“Thank you!! I attended your demonstration at this years Fungus Fair, and I was so happy to find a Chef that was both down to Earth and professional while keeping your recipes achievable to the average joe, yours truly.” – Marcus P
Welcome to the Santa Cruz 42nd annual Fungus Faire! Three days of fabulous mushrooms tips and tricks, and tables of freshly hunted wild mushrooms (edible and non edible) to view and learn about.
I was one of the featured chefs for the weekend. We taught 4 recipes which can be downloaded here.
For a packed room of 150 students…
We made Roasted Maitake with Dulse (here they are unbaked)
Polenta canapé with Wild Mushroom and Fontina (also unbaked)
Sweet Potato and Wild Mushroom Gratin, and Brussels Sprouts with Truffle Dijon (not pictured).
We also did a mushroom powder taste test. Whirl dried mushrooms into a powder in a coffee grinder or blender.
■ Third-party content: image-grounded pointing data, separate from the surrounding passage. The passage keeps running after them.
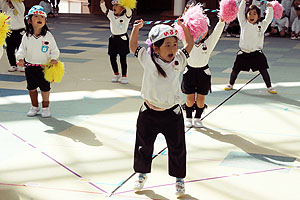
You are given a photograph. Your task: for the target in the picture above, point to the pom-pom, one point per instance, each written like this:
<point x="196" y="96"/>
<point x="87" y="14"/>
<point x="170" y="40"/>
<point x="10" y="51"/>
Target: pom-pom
<point x="128" y="4"/>
<point x="228" y="10"/>
<point x="196" y="21"/>
<point x="4" y="28"/>
<point x="277" y="9"/>
<point x="54" y="73"/>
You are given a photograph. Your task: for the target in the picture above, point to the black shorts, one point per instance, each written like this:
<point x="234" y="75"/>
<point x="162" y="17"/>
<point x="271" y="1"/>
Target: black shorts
<point x="255" y="61"/>
<point x="196" y="80"/>
<point x="116" y="45"/>
<point x="35" y="78"/>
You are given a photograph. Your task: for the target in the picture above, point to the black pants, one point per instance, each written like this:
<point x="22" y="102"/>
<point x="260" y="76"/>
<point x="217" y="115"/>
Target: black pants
<point x="55" y="3"/>
<point x="170" y="123"/>
<point x="13" y="42"/>
<point x="264" y="73"/>
<point x="114" y="64"/>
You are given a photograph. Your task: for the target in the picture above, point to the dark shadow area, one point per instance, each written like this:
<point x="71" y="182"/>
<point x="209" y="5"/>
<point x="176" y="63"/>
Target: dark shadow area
<point x="256" y="151"/>
<point x="9" y="195"/>
<point x="151" y="194"/>
<point x="66" y="129"/>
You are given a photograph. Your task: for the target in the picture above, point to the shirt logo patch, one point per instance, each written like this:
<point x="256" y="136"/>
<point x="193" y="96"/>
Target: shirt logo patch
<point x="45" y="46"/>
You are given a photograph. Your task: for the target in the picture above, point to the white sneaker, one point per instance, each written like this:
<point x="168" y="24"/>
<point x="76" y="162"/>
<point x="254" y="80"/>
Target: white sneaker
<point x="198" y="123"/>
<point x="13" y="69"/>
<point x="271" y="90"/>
<point x="180" y="189"/>
<point x="188" y="122"/>
<point x="116" y="78"/>
<point x="228" y="87"/>
<point x="124" y="80"/>
<point x="33" y="111"/>
<point x="45" y="112"/>
<point x="22" y="69"/>
<point x="139" y="184"/>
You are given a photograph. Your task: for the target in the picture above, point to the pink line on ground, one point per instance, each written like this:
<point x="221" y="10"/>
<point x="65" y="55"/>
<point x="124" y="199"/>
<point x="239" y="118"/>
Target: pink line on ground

In my opinion the deepest flavor came from dried portobello, shiitake and morel.
All recipes were paired with Fenestra Wines – GSM Rose and 2010 Best CA State Fair Tempranillo.
We also demo’ed a Dried Morel soaked in Cognac with Cream and hosted a Tasting Bar of dried mushroom powders (porcini, morel and shiittake) highlighting ways to season without salt or “umami in a bottle.”
Was it the wine or the wacky mushrooms that got the humors going?